The position has no formal duties or responsibilities. Once asked to join the ticket, the candidate performs as head cheerleader for the campaign and as a surrogate for the top of the ticket. There’s not much public opportunity for independent thought or personal opinion.
The lieutenant governor does not serve on the three-person Cabinet, and therefore does not get involved in any of the weighty clemency issues or land acquisition decisions. Likewise, he or she is left out of the voting on rules and procedures involving the 12 boards and commissions that the governor and Cabinet oversee. The lieutenant governor is not even needed to break a 2-2-tie vote. In case of a tie, the governor’s position prevails.
Historically, the state did without a lieutenant governor. Then in 1968 the position was reinstated. Jennifer Carroll, our most recent lieutenant governor until she resigned last March, served as only Florida’s 18th.
.Nationally, five states do not have a lieutenant governor, and in four other states the lieutenant governor is equivalent to the secretary of state.

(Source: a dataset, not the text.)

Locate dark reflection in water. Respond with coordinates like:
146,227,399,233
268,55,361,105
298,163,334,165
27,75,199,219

In Florida, the position is created in our state constitution and a few particulars appear in state statutes, but for the most part there is little structure, authority and responsibility enumerated. The lieutenant governor’s primary duty is to replace the governor in the case of his death, resignation or inability to perform the duties of the office. Additionally, the lieutenant governor may have other duties as assigned by the governor and the Florida Legislature.
The position comes with an impressive title, a nice suite of offices in close proximity to the governor and a respectable salary of $125,000. Depending on the managing style of the governor, the lieutenant governor can be given some challenging tasks or can become a ceremonial ribbon-cutter or funeral attender.
During the tenure of two governors: Lawton Chiles and Jeb Bush; several lieutenant governors seemed to enjoy more of a true partnership in governing.
Lawton Chiles had already achieved political success, culminating with a powerful chairmanship in the U.S. Senate. He surprised many with his decision to run for governor. He chose Buddy MacKay as his running mate and entrusted him with great autonomy and responsibility. Perhaps due to Chiles’ health and advanced age or perhaps because he had little left to prove in terms of a political legacy, he shared the duties and power in a rare political partnership. As a result, MacKay was prepared to move into the role, albeit for a very short duration, when Chiles did, in fact, die in office.
Under Gov. Jeb Bush, Lt. Gov. Frank Brogan, the former education commissioner, worked directly with legislators to craft some of Bush’s top policy priorities involving education and the environment. During those years, I remember having frequent work sessions with Brogan on comprehensive growth management reform. There was little doubt among Tallahassee insiders that Brogan had the governor’s ear and the juice to get the job done.
After Brogan left the position, Bush turned to former Senate President Toni Jennings, a well-respected and strategic political player. As lieutenant governor, Jennings was skillful at using her relationships to shepherd Bush’s top priorities through the legislative process to final passage.
Most lieutenant governors didn’t enjoy this type of authority and responsibility. Additionally, the position seldom led to higher elected office.
While it can be much more, the position has generally been a dead end, a primarily unchallenging ceremonial post in which loyalty and obedience to the governor and other high-ranking officials is rewarded with a nice title and salary and, on occasion; a meaningful task.
Is it any wonder current officeholders aren’t clamoring for the position?
Either beef up the position or do away with it. Determining its importance based on who’s occupying the Governor’s Mansion is no way to run a state.
Paula Dockery is a syndicated columnist who served in the Florida Legislature for 16 years as a Republican from Lakeland.